The blueprint mandates a quarterly drill because the worst time to discover the kill switch is broken is during a real incident.

Drill protocol

  1. Schedule a 15-minute window during low-activity hours.
  2. Engage scope=platform via the CRD path.
  3. Verify every bot in kubectl get bots -A transitions to status.phase=Draining within 10 seconds.
  4. Verify every bot reaches Stopped within 30 seconds (HFT) or 300 seconds (everything else).
  5. Release the kill switch.
  6. Verify bots auto-restart (their Deployments / StatefulSets reconcile).
  7. Repeat with the REST fan-out path.
  8. Repeat with the Redis fallback path.
  9. Record the drill in the next RTS 6 validation report's kill_switch_drills evidence section.

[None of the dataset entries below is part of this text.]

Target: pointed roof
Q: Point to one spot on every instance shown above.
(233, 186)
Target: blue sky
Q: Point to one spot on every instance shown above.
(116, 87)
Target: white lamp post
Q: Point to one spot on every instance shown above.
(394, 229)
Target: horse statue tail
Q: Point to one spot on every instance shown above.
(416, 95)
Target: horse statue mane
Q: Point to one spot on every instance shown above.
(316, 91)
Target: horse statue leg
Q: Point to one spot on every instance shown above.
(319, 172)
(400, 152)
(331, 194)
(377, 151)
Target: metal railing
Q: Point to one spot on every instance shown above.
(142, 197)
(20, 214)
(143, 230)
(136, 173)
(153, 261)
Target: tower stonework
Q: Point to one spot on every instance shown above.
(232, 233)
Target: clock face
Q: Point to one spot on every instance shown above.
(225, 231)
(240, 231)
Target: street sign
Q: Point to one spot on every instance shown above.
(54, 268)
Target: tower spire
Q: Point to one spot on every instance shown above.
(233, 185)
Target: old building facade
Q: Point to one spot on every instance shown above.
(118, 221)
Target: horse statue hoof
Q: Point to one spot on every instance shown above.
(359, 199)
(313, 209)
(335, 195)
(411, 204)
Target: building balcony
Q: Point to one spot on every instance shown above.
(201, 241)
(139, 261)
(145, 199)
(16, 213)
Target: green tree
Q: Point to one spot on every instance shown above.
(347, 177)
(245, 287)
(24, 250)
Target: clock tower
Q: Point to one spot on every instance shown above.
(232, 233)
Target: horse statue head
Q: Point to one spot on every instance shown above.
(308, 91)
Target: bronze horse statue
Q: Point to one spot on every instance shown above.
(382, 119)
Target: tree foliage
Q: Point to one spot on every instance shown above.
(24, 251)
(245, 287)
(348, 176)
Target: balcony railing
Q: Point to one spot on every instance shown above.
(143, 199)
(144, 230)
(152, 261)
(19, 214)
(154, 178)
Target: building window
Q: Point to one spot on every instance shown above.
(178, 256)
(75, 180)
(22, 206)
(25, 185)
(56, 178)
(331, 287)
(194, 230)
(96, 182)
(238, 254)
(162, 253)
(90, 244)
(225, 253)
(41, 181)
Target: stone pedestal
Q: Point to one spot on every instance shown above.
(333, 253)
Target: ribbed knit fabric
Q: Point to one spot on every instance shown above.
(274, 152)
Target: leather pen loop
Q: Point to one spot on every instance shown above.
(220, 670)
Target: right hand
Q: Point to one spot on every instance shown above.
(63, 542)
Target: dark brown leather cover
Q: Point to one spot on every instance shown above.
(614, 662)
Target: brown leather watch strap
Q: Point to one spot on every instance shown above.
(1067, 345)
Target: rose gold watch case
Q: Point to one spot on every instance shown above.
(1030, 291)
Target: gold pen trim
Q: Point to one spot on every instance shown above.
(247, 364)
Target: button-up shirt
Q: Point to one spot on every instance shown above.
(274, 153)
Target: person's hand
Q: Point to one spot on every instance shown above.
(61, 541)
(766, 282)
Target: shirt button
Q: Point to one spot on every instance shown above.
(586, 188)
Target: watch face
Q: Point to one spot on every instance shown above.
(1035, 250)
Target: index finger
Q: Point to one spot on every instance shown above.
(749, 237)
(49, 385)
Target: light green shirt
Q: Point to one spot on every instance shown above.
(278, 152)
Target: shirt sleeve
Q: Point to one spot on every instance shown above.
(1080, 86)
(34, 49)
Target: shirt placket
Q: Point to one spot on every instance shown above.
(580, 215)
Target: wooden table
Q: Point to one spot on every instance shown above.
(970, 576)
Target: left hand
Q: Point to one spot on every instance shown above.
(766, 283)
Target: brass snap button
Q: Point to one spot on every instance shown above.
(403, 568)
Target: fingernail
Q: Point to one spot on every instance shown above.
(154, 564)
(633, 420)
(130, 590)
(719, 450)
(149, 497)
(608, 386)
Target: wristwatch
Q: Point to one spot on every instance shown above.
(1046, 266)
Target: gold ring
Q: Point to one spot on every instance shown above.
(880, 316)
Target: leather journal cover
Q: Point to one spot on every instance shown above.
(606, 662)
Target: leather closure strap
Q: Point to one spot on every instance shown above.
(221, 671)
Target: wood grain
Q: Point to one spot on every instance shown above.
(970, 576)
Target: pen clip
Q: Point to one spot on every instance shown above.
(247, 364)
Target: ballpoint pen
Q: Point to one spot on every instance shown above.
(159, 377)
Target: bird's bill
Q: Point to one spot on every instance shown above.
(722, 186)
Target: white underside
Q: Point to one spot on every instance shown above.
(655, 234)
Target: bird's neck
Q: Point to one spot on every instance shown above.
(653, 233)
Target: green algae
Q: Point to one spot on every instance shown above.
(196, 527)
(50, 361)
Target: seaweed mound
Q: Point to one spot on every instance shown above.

Failure of any of the three paths is a P1 incident. Fix before the drill window closes.

Common failure modes

  • Operator pod is down. Symptom: KillSwitch CR created but bots don't halt within poll_interval_s. Mitigation: the Redis polling fallback bypasses the operator entirely.
  • Redis pod is down. Symptom: neither operator nor polling fallback works. Mitigation: at least one of the operator's in-memory CR watcher or the REST API fan-out path will still halt bots; if all three fail simultaneously, escalate to manual kubectl scale deployment/bot-* --replicas=0.
  • Redis Pub/Sub vs SET-key drift. KillSwitchV2.poll_interval_s defines the upper bound on the polling fallback's latency; if the pub/sub channel is dropping messages, polling still works after at most one interval.